Reconstructing Mantle Circulation and Surface Tectonics Using Ensemble Data Assimilation

Abstract:

Plate tectonic reconstructions are estimates of the surface history of mantle circulation. Combining this information with a physical model of mantle convection allows to infer the history of the whole mantle circulation for the last hundreds of million of years. So far, the reconstructions of mantle circulation have been done by imposing plate reconstructions as surface conditions on numerical mantle convection models. This technique does not allow any dynamical feedback of mantle dynamics on surface tectonics. Mantle convection models are now able to generate plate-like tectonics self-consistently: they describe both the effect of plates on mantle convection, and the effect of mantle convection on the surface tectonics. We propose to use these convection models in combination with plate reconstructions to produce a new generation of mantle circulation models.
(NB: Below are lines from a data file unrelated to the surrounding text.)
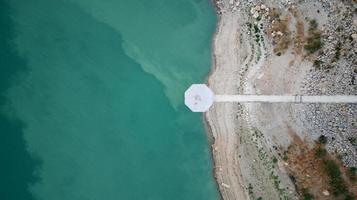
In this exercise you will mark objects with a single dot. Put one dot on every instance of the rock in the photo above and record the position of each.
(326, 193)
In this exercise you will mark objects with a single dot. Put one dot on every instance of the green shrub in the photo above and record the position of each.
(314, 42)
(352, 173)
(322, 139)
(336, 182)
(320, 152)
(317, 64)
(307, 195)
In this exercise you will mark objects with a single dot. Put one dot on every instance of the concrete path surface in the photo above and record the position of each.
(286, 98)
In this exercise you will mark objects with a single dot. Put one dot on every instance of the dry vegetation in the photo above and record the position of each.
(279, 31)
(318, 175)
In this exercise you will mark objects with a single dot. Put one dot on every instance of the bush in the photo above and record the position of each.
(307, 195)
(314, 42)
(336, 182)
(317, 64)
(320, 152)
(322, 139)
(352, 173)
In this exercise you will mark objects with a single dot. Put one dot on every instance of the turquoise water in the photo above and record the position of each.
(91, 99)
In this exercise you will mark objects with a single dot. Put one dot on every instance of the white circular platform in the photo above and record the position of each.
(199, 98)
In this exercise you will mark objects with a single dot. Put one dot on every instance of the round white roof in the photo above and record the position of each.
(199, 98)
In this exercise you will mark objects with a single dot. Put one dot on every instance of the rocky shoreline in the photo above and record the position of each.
(262, 47)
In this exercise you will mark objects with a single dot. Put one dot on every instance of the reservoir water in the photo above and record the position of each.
(92, 99)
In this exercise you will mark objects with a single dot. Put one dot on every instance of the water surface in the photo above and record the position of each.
(92, 99)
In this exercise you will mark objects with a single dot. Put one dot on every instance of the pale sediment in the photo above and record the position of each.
(248, 139)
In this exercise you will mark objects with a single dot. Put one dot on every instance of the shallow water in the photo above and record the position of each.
(91, 99)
For this purpose, we use the ensemble Kalman filter. This method has been developped and successfully applied to meteorology, oceanography and even more recently outer core dynamics. It consists in integrating sequentially a time series of data into a numerical model, starting from an ensemble of possible initial states. The initial ensemble of states is designed to represent an approximation of the probability density function (pdf) of the a priori state of the system. Whenever new observations are available, each member of the ensemble states is corrected considering both the aproximated pdf of the state, and the pdf of the new data. Between two observation times, each ensemble member evolution is computed independently, using the convection model. This technique provides at each time an approximation of the pdf of the state of the system, in the form of a finite ensemble of states. We perform synthetic experiments to assess the efficiency of this method for the reconstruction of mantle circulation.